Ideally, a VM from which memory has been reclaimed should perform as if it had been configured with less memory. ESX Server uses a ballooning technique to achieve such predictable performance by coaxing the guest OS into cooperating with it when possible. This process is depicted in Figure 1.
Figure 1: Ballooning. ESX Server controls a balloon module running within the guest, directing it to allocate guest pages and pin them in ``physical'' memory. The machine pages backing this memory can then be reclaimed by ESX Server. Inflating the balloon increases memory pressure, forcing the guest OS to invoke its own memory management algorithms. The guest OS may page out to its virtual disk when memory is scarce. Deflating the balloon decreases pressure, freeing guest memory. |
A small balloon module is loaded into the guest OS as a pseudo-device driver or kernel service. It has no external interface within the guest, and communicates with ESX Server via a private channel. When the server wants to reclaim memory, it instructs the driver to ``inflate'' by allocating pinned physical pages within the VM, using appropriate native interfaces. Similarly, the server may ``deflate'' the balloon by instructing it to deallocate previously-allocated pages.
Inflating the balloon increases memory pressure in the guest OS, causing it to invoke its own native memory management algorithms. When memory is plentiful, the guest OS will return memory from its free list. When memory is scarce, it must reclaim space to satisfy the driver allocation request. The guest OS decides which particular pages to reclaim and, if necessary, pages them out to its own virtual disk. The balloon driver communicates the physical page number for each allocated page to ESX Server, which may then reclaim the corresponding machine page. Deflating the balloon frees up memory for general use within the guest OS.
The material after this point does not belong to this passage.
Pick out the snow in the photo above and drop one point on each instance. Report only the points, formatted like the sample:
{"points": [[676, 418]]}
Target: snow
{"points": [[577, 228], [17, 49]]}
Although a guest OS should not touch any physical memory it allocates to a driver, ESX Server does not depend on this property for correctness. When a guest PPN is ballooned, the system annotates its pmap entry and deallocates the associated MPN. Any subsequent attempt to access the PPN will generate a fault that is handled by the server; this situation is rare, and most likely the result of complete guest failure, such as a reboot or crash. The server effectively ``pops'' the balloon, so that the next interaction with (any instance of) the guest driver will first reset its state. The fault is then handled by allocating a new MPN to back the PPN, just as if the page was touched for the first time.2
Our balloon drivers for the Linux, FreeBSD, and Windows operating systems poll the server once per second to obtain a target balloon size, and they limit their allocation rates adaptively to avoid stressing the guest OS. Standard kernel interfaces are used to allocate physical pages, such as get_free_page() in Linux, and MmAllocatePagesForMdl() or MmProbeAndLockPages() in Windows.
Future guest OS support for hot-pluggable memory cards would enable an additional form of coarse-grained ballooning. Virtual memory cards could be inserted into or removed from a VM in order to rapidly adjust its physical memory size.
Figure 2: Balloon Performance. Throughput of single Linux VM running dbench with 40 clients. The black bars plot the performance when the VM is configured with main memory sizes ranging from 128 MB to 256 MB. The gray bars plot the performance of the same VM configured with 256 MB, ballooned down to the specified size. |
To demonstrate the effectiveness of ballooning, we used the synthetic dbench benchmark [28] to simulate fileserver performance under load from 40 clients. This workload benefits significantly from additional memory, since a larger buffer cache can absorb more disk traffic. For this experiment, ESX Server was running on a dual-processor Dell Precision 420, configured to execute one VM running Red Hat Linux 7.2 on a single 800 MHz Pentium III CPU.
Figure 2 presents dbench throughput as a function of VM size, using the average of three consecutive runs for each data point. The ballooned VM tracks non-ballooned performance closely, with an observed overhead ranging from 4.4% at 128 MB (128 MB balloon) down to 1.4% at 224 MB (32 MB balloon). This overhead is primarily due to guest OS data structures that are sized based on the amount of ``physical'' memory; the Linux kernel uses more space in a 256 MB system than in a 128 MB system. Thus, a 256 MB VM ballooned down to 128 MB has slightly less free space than a VM configured with exactly 128 MB.
Despite its advantages, ballooning does have limitations. The balloon driver may be uninstalled, disabled explicitly, unavailable while a guest OS is booting, or temporarily unable to reclaim memory quickly enough to satisfy current system demands. Also, upper bounds on reasonable balloon sizes may be imposed by various guest OS limitations.